Los Angeles couple Brian Chield and Bryan Hollingshead sat around a patio table Saturday sipping Rosso di Sonoma, a red blend from their host Petroni Vineyards, perched high over Sonoma Valley.
For a warm weekend in Wine Country, the scene was hardly groundbreaking. But the pair of tasters and the half-dozen other same-sex couples with them were part of a new brand of gathering in the gay and lesbian community built around wine.
On Saturday, the event was Gay Wine Weekend, featuring tours and tastings at 32 local wineries, dining, dancing and a charitable auction held today in Sonoma. Now in its third year, the three-day event is the signature gathering for Out in the Vineyard, a tour and event company founded by Sonoma business partners Mark Vogler and Gary Saperstein. It was expected to bring more than 600 people to the area.
While that doesn't measure up to other wine events throughout the year that can draw thousands of tasters, the visitors this weekend included some who traveled across the country and wine aficionados, who - gasp - had never set foot in Sonoma County.
"We wouldn't have come here if it wasn't for this event," said Hollingshead, 52, who with Chield was on a five-day wine tasting trip along the coast.
In the clamor for the next "new" market in wine tourism, tasting room managers, innkeepers and industry promoters are turning increasingly to gay, lesbian, bisexual and transgender consumers for business.
The trend has surfaced in a growing number of single-day vineyard tours and winemaker dinners, along with more extravagant weeklong cruises of California's wine-producing coast and trips through the Tuscan countryside. Wine regions in South Africa and Argentina are quickly becoming new frontiers for gay travelers.
Still unique among the offerings, industry officials say, is the multi-day gathering, a twist that has landed Out in the Vineyard's Gay Wine Weekend in the spotlight. It has been featured in gay travel publications in Germany and Britain and gained followers through social media sites and simple word of mouth.
"The wine industry is just waking up to this," said Vogler, a Healdsburg native and longtime wine marketer, most recently for the international Treasury Wine Estates.
Experts say the trend is the natural evolution of a two-decade pitch to a population that prizes travel and good food - and often has more disposable income to spend on both.
"It's that combination of a community that values the product and has the income and time to enjoy it," said David Paisley, senior research director for Community Marketing Inc., a San Francisco-based travel research company that focuses on gay and lesbian consumers. "That combination has been very good for the tourism industry."
The approach follows similar moves by beverage, banking and travel companies in years past. The driving force is an economic reality: the lesbian, gay, bisexual and transgender, or LGBT population, now makes up about 5 percent of U.S. residents. It accounts for up to 10 percent of U.S. consumer spending, including the annual $759 billion travel business.

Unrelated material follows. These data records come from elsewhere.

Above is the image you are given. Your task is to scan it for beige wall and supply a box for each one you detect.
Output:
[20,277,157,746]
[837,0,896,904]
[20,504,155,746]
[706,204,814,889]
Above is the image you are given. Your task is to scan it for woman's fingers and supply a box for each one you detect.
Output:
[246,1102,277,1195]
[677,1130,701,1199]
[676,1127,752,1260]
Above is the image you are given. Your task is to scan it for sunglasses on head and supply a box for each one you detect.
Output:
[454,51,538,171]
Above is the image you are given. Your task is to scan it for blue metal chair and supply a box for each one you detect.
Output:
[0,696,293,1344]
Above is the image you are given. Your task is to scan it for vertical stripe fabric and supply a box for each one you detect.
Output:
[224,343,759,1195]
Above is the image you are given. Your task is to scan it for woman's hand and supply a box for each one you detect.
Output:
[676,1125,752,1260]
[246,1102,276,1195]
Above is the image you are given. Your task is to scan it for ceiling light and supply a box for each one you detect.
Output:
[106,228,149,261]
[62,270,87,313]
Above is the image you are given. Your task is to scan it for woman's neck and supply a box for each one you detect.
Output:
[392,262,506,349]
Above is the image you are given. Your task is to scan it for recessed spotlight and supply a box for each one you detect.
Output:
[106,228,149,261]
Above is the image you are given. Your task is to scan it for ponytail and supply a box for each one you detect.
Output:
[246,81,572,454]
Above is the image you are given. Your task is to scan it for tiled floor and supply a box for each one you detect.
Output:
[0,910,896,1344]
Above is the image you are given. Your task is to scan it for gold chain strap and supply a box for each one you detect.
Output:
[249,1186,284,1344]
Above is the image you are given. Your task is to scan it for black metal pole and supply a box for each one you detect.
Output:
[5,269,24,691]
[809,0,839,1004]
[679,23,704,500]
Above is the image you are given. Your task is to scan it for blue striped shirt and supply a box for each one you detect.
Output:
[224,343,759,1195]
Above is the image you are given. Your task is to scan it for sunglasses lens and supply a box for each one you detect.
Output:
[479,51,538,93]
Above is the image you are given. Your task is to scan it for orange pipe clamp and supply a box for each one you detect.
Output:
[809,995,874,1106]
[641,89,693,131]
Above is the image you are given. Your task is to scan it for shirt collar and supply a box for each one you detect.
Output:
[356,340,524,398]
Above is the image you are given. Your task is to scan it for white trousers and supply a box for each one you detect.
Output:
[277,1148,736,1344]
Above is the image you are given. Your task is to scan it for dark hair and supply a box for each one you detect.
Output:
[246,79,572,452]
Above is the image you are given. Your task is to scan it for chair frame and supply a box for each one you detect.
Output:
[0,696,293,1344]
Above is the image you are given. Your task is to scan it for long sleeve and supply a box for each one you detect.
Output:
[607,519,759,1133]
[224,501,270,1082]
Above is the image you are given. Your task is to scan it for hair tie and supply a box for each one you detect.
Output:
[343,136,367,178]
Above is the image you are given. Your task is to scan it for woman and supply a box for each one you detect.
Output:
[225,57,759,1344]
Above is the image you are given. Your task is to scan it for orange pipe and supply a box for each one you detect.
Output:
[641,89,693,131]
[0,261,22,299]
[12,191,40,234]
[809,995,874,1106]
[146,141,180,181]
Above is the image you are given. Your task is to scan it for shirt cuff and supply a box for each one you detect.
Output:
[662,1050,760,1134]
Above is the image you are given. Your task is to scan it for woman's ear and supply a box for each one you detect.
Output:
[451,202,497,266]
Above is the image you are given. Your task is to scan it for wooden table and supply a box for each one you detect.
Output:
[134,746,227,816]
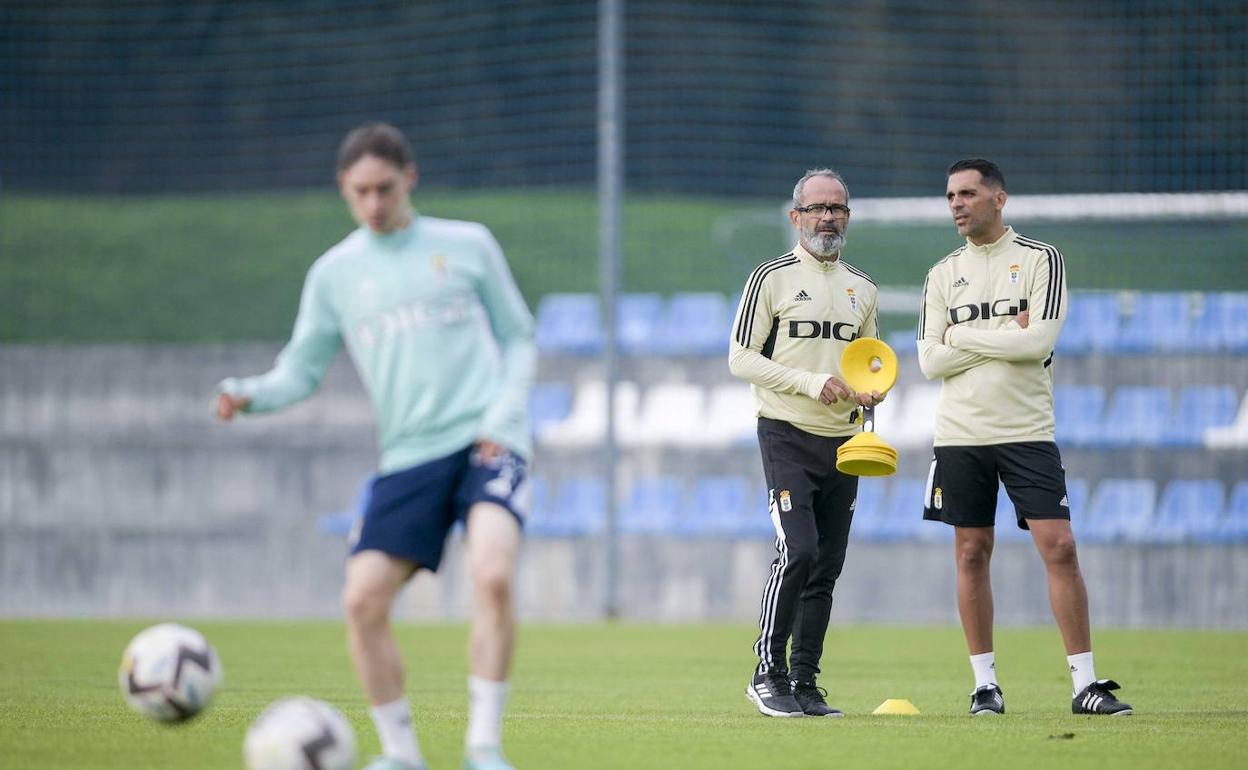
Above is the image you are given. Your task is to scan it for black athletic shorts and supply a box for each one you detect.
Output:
[924,442,1071,529]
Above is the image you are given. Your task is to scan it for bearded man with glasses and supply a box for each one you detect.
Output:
[729,168,884,716]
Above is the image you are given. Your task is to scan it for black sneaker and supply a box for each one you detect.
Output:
[1071,679,1136,716]
[745,671,805,716]
[971,684,1006,716]
[790,680,845,716]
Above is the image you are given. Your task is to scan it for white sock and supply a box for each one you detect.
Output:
[971,653,997,690]
[368,698,424,765]
[464,676,508,751]
[1066,650,1096,695]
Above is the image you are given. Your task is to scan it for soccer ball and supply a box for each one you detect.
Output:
[117,623,221,723]
[242,698,356,770]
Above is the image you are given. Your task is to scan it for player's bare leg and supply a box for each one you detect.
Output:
[953,527,995,655]
[342,550,416,705]
[464,503,520,770]
[342,550,424,769]
[1027,519,1092,655]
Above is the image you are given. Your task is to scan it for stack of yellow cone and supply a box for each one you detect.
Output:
[836,431,897,475]
[836,337,897,475]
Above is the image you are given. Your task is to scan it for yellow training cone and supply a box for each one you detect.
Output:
[836,337,897,475]
[871,698,919,716]
[841,337,897,393]
[836,431,897,475]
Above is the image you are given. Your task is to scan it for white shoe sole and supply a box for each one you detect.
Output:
[745,686,805,718]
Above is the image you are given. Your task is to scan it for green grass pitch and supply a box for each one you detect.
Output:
[0,620,1248,770]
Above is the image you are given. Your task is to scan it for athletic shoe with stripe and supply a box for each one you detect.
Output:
[1071,679,1136,716]
[971,684,1006,716]
[790,679,845,716]
[745,671,805,716]
[364,756,426,770]
[464,749,515,770]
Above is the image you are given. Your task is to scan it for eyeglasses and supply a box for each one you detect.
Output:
[794,203,850,218]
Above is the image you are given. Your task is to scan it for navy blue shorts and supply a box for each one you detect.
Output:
[924,442,1071,529]
[351,447,530,572]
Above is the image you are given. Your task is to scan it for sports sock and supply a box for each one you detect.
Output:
[368,698,424,765]
[464,676,508,751]
[1066,650,1096,695]
[971,653,997,690]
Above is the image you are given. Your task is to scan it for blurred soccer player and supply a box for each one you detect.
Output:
[729,168,884,716]
[919,158,1132,714]
[217,124,535,770]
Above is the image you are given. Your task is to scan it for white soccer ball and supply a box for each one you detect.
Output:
[117,623,222,723]
[242,698,356,770]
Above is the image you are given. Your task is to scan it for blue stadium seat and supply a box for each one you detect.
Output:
[1188,292,1248,353]
[675,475,748,537]
[1090,386,1171,447]
[317,475,377,538]
[658,292,735,356]
[615,292,664,356]
[872,478,933,540]
[730,484,776,540]
[550,475,607,537]
[1085,478,1157,543]
[537,293,603,356]
[1217,480,1248,543]
[885,329,919,358]
[1152,479,1226,543]
[1117,292,1192,353]
[620,475,685,534]
[1053,386,1104,447]
[1162,386,1239,447]
[1057,292,1121,356]
[524,475,560,538]
[529,382,572,436]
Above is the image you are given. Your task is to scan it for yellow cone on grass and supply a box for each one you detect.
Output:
[871,698,919,716]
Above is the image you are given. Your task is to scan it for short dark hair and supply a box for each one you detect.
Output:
[945,157,1006,190]
[338,122,416,172]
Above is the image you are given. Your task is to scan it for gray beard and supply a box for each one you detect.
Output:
[806,232,845,260]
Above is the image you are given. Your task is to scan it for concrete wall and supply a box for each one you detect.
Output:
[0,346,1248,628]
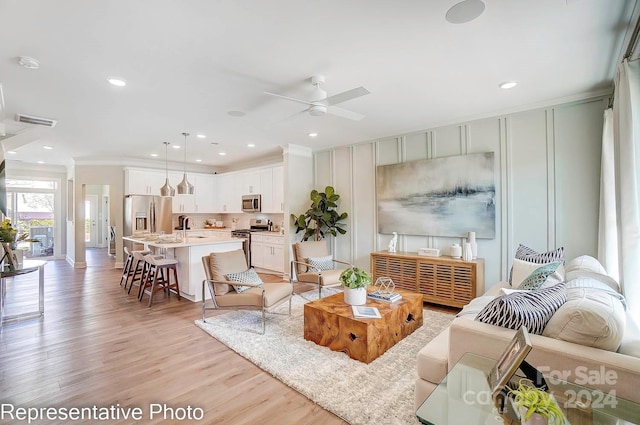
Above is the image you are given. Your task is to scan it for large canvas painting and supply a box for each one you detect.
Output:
[376,152,496,239]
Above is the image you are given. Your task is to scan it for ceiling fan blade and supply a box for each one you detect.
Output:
[264,91,311,105]
[327,106,364,121]
[325,86,371,105]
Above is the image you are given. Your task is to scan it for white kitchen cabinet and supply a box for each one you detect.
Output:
[251,233,284,273]
[194,174,218,213]
[240,170,262,195]
[171,194,197,214]
[216,173,243,213]
[124,168,165,196]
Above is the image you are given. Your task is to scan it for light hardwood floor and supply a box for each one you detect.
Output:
[0,249,345,425]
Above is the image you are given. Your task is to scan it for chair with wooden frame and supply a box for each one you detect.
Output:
[202,249,293,334]
[291,240,353,298]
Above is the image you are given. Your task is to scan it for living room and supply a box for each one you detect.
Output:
[0,1,638,423]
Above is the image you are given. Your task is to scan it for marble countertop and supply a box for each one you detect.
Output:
[122,232,244,248]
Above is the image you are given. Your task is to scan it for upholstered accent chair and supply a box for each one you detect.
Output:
[291,240,353,298]
[202,249,293,334]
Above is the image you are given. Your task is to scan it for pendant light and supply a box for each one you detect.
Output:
[160,142,176,196]
[178,133,193,195]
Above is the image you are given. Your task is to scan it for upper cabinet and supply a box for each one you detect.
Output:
[124,168,165,195]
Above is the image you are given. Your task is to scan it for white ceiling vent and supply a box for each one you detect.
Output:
[16,114,58,127]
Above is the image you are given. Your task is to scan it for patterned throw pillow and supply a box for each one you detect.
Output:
[225,268,262,293]
[307,255,333,271]
[476,283,567,335]
[509,244,564,285]
[517,261,560,290]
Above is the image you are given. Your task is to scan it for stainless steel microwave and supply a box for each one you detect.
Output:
[242,195,262,212]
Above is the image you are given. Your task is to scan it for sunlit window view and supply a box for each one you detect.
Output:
[7,179,56,258]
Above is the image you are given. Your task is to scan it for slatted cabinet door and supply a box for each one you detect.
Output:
[371,251,484,307]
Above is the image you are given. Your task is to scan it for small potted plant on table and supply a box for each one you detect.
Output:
[509,380,566,425]
[340,267,371,305]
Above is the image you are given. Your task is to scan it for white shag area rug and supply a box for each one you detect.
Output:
[195,291,454,425]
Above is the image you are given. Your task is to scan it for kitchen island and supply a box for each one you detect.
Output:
[122,232,245,302]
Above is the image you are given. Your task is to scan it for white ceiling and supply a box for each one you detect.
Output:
[0,0,638,168]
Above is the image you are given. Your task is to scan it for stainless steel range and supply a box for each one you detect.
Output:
[231,218,269,267]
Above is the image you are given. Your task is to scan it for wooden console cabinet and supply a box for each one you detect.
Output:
[371,251,484,307]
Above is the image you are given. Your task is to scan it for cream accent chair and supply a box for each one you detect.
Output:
[202,249,293,334]
[291,240,353,298]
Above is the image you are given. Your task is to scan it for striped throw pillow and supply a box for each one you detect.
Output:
[476,283,567,335]
[225,268,262,293]
[307,255,333,271]
[509,244,564,285]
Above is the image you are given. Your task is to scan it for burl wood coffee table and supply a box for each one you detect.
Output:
[304,289,422,363]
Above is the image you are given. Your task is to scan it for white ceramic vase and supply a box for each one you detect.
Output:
[519,406,549,425]
[344,288,367,305]
[469,232,478,260]
[462,242,473,261]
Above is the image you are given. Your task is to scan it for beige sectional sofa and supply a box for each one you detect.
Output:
[415,257,640,408]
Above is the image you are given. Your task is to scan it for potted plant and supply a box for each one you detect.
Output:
[291,186,348,241]
[340,267,371,305]
[509,379,565,425]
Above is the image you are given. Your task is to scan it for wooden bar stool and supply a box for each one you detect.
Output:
[124,248,151,294]
[120,246,151,290]
[138,254,180,307]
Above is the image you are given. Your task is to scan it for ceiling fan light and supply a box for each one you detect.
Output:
[309,105,327,117]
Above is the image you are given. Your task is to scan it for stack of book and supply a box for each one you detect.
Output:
[367,291,402,303]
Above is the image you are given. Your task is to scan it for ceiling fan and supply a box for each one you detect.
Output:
[265,75,370,121]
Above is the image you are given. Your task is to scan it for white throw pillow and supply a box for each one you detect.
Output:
[542,278,626,351]
[511,258,564,289]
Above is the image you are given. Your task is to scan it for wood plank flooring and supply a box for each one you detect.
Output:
[0,249,345,425]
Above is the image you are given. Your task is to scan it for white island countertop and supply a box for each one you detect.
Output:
[122,234,244,248]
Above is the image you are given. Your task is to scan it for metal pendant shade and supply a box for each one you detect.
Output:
[178,133,194,195]
[160,142,176,196]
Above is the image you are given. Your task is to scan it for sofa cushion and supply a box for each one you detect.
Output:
[476,283,567,335]
[509,244,564,286]
[542,278,626,351]
[225,268,262,293]
[417,327,449,383]
[517,261,561,290]
[307,255,333,271]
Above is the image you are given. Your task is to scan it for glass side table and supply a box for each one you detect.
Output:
[416,353,640,425]
[0,260,47,328]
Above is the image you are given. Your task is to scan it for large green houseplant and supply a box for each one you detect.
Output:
[509,379,566,425]
[291,186,348,241]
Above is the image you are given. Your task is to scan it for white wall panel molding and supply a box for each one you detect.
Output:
[498,117,513,280]
[545,108,556,250]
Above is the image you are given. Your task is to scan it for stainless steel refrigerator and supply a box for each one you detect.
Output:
[123,195,173,248]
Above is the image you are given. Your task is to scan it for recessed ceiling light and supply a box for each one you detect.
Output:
[107,78,127,87]
[445,0,484,24]
[18,56,40,69]
[498,81,518,89]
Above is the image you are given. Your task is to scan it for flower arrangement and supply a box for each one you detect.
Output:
[509,379,566,425]
[339,267,371,289]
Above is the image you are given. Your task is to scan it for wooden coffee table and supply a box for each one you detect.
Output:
[304,289,422,363]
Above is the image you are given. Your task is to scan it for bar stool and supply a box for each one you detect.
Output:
[124,248,151,294]
[138,254,180,307]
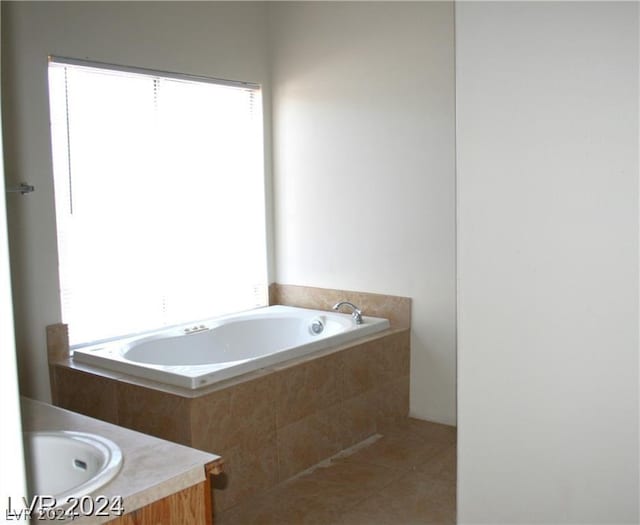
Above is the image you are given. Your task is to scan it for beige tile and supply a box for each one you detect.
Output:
[191,375,276,454]
[377,376,410,427]
[213,432,278,511]
[274,354,343,428]
[344,433,446,471]
[338,474,456,525]
[270,284,411,328]
[46,324,69,364]
[300,459,405,499]
[378,417,457,445]
[53,366,118,423]
[416,445,457,482]
[340,390,378,448]
[277,404,343,480]
[341,337,387,400]
[376,330,411,383]
[117,382,191,445]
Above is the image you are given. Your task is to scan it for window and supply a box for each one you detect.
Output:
[49,59,267,346]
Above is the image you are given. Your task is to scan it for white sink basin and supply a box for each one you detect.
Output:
[24,431,122,505]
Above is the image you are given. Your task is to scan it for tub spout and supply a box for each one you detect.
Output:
[333,301,362,324]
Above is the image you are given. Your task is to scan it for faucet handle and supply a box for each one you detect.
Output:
[333,301,362,324]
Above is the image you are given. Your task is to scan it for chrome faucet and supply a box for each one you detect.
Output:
[333,301,362,324]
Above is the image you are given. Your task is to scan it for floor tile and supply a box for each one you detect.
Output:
[215,418,456,525]
[337,473,456,525]
[345,426,446,470]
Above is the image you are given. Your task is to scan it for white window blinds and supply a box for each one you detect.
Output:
[49,61,267,345]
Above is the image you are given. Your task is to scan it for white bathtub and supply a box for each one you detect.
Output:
[73,306,389,389]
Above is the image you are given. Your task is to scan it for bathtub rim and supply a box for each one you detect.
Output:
[55,326,411,399]
[69,305,391,391]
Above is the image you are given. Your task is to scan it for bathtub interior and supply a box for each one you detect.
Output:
[73,306,389,389]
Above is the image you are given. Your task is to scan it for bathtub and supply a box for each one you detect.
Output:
[73,306,389,389]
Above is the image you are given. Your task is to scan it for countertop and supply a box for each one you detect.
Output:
[22,398,222,523]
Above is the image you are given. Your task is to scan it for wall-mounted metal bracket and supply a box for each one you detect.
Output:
[7,182,36,195]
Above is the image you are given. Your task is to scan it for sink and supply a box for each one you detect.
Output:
[24,431,122,504]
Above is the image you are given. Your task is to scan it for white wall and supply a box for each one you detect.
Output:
[0,4,27,504]
[2,2,273,400]
[269,2,455,423]
[456,2,639,524]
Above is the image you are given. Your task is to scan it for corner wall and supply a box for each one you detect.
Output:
[2,2,274,401]
[456,2,639,524]
[269,2,456,424]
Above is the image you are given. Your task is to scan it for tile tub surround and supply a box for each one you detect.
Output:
[269,283,411,328]
[21,398,222,523]
[51,328,409,510]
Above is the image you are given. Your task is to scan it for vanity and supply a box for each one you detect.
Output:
[22,398,223,525]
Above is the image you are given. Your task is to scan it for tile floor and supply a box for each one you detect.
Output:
[215,418,456,525]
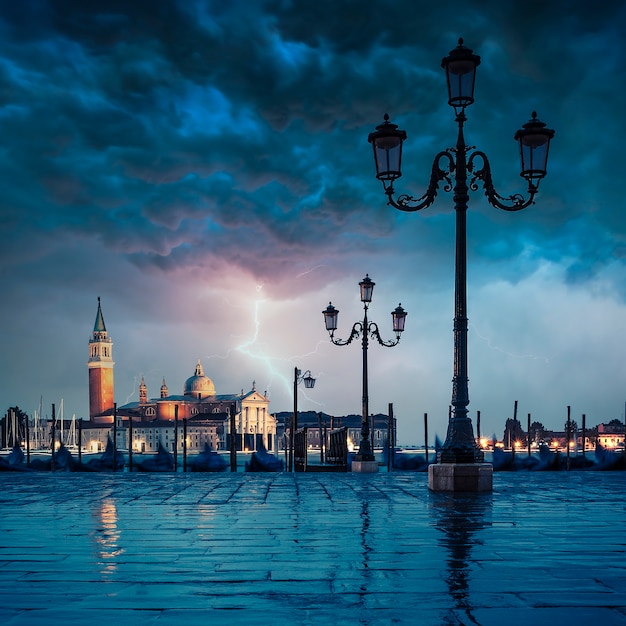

For Sonoma County, where gay visitors long ago made Guerneville an outpost, paving the way for double-digit growth in same-sex households over the past decade, spending by gay and lesbian consumers likely makes up at least 5 percent to 7 percent, or more, of the annual $1.47 billion tourism economy, according to Paisley and a county tourism official.
The county's $1.9 billion agriculture, food and wine sector has cashed in on that activity, officials said.
"Now we see gay travelers in Wine Country from quiet villas in Glen Ellen to chic wineries in Alexander Valley to the great restaurants in Petaluma and beyond," said Tim Zahner, chief marketing officer for Sonoma County Tourism, the tourism agency.
Gay wine drinkers say tours and events tailored to them offer a chance to explore new territory with other same-sex couples. The outings also provide a break from the standard fare of pride events that some say they have outgrown.
"Been there, done that," said Steven Groth, 58, who said he retired in Santa Rosa with his husband Tom Van Wormer largely for the wine country lifestyle.
The shift has coincided with a widening acceptance of same-sex relationships, allowing a greater number of wine industry officials to come out themselves and back the push for civil rights for the gay community.
That message in several instances has even been carried on the bottle, notably in a California blend called Same Sex Meritage and a French wine called Egalite, meaning equality.
Sebastiani Vineyards winemaker Mark Lyon, who is gay, said the change has brought his professional and personal worlds "a lot closer to home."